How well do you “manage time”?
Productivity culture loves to pull out various tropes and myths about time — starting with the myth of time management — that tend to serve as shaming mechanisms for anyone who has ever struggled to complete a to-do list or arrive someplace on time.
These myths are so ingrained that we take them for granted as truth. But believing these myths has consequences: if you consistently struggle with “time management” you might find yourself easily overcome with shame and depleted confidence that paralyzes you from taking action at all.
Here are 5 of the biggest time myths that are damaging your relationship with time and keeping you stuck.
5 Pervasive Myths About Time
(1) We All Get the Same Amount of Time
I’m sure you’ve heard this one before. But how often have you stopped to question it?
This is clearly false.
We’ll address the daily cycle next, but let’s focus on the bigger picture first.
In the timeline of a life, we do not all have the same amount of time. Some people die young and some people live long lives.
Even if you compared yourself to someone of the same age, various factors impact our available time.
Some of those factors are a result of choices you make, such as whether to marry and have children, whether you cook your own meals, clean your house, or outsource some of your work. All of these things take up time.
Other factors are out of your control, such as a chronic illness that might limit the time you have available for work.
One of the inherent challenges of “time management” is that you don’t know the base level of the resource you’re trying to manage. If you knew you had one year left to live, you’d make different choices about how to use that time than if you believed you had 30 years left to live.
(2) We All Get the Same 24 Hours in a Day
This is a variation on the myth that “we all get the same amount of time.”
Although it is true that a day has 24 hours, it is not true that everyone gets the same 24 hours. The myth that we all get the same 24 hours implies that we have full autonomy over how to use each of those 24 hours. It therefore shames you for “choices” you make about how to use those hours.
The number of hours in a 24-hour cycle that we have available to us also depends on a number of factors that are not necessarily in our control.
To state the obvious, you are a human being who needs to sleep for some of those hours. You also need to eat.

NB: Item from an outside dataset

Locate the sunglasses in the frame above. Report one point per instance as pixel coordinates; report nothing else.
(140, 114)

Not everyone needs (or gets) the same amount of sleep. A person who needs to sleep for 6 hours has a very different 24 hours than a person who needs 8 or 10 hours of sleep.
A person who cooks their own food and eats slowly has less time available than someone who has food prepared for them and eats quickly.
A person who relies on public transportation to get around has less time available than someone who has the autonomy of driving themselves on their schedule.
A person who walks slowly needs more time to commute and therefore has less time available for focused work than someone who walks faster.
A person who processes information more slowly or requires more time to complete a task has less time available for other tasks.
(3) All Hours Are Created Equal
In conversations about time, the “fact” that “all hours are created equal” is often assumed, even if it’s not stated explicitly. The dangerous implication is that we can switch out an hour in one part of our day for an hour in another part of our day.
Hours are created equal only in terms of the linear measurement of units of time: an hour has 60 minutes, a minute has 60 seconds.
But from your perspective as the person living within time, hours are not so easily interchangeable.
Your attention and energy aren’t the same at all hours.
If you’re looking for time to fit in an important task, and I suggest 3 am, you’d likely say that time doesn’t work because that’s when you sleep. Even if you’re up at that hour, it doesn’t mean you have the requisite focus for the task.
Working effectively with time requires a deeper understanding of your personal rhythms and cycles so you can plan the right activities for the times that are best for you to do those activities.
(4) People Who Are Late Are “Bad at Managing Time”
This myth is complicated. Sometimes being late is an effect of ineffective planning. But lateness is often not a time issue.
Typically lateness is a function of something subconscious, such as resistance to a task or meeting, fear, perfection, self-doubt, or avoidance.
(5) Time Can Be Managed
Perhaps the most prevalent myth is the idea of “time management” itself. To manage something is to control it, to allocate it, to apportion it.
You can only manage a resource when you know how much of that resource you have and when you control that resource.
As discussed above, you don’t know how much time you’ll have. Your shorter term goals and plans — and decisions about how you use your time in any 24 hour cycle — are based on an implicit assumption of how many years of life you have remaining. You’d likely revise your plans if you learned tomorrow that you have drastically less time in your life than you previously expected.
Check In With Your Time Beliefs
Check in with your beliefs about time.
- Which of these myths do you tend to believe without questioning?
- What might be different if you rejected these beliefs?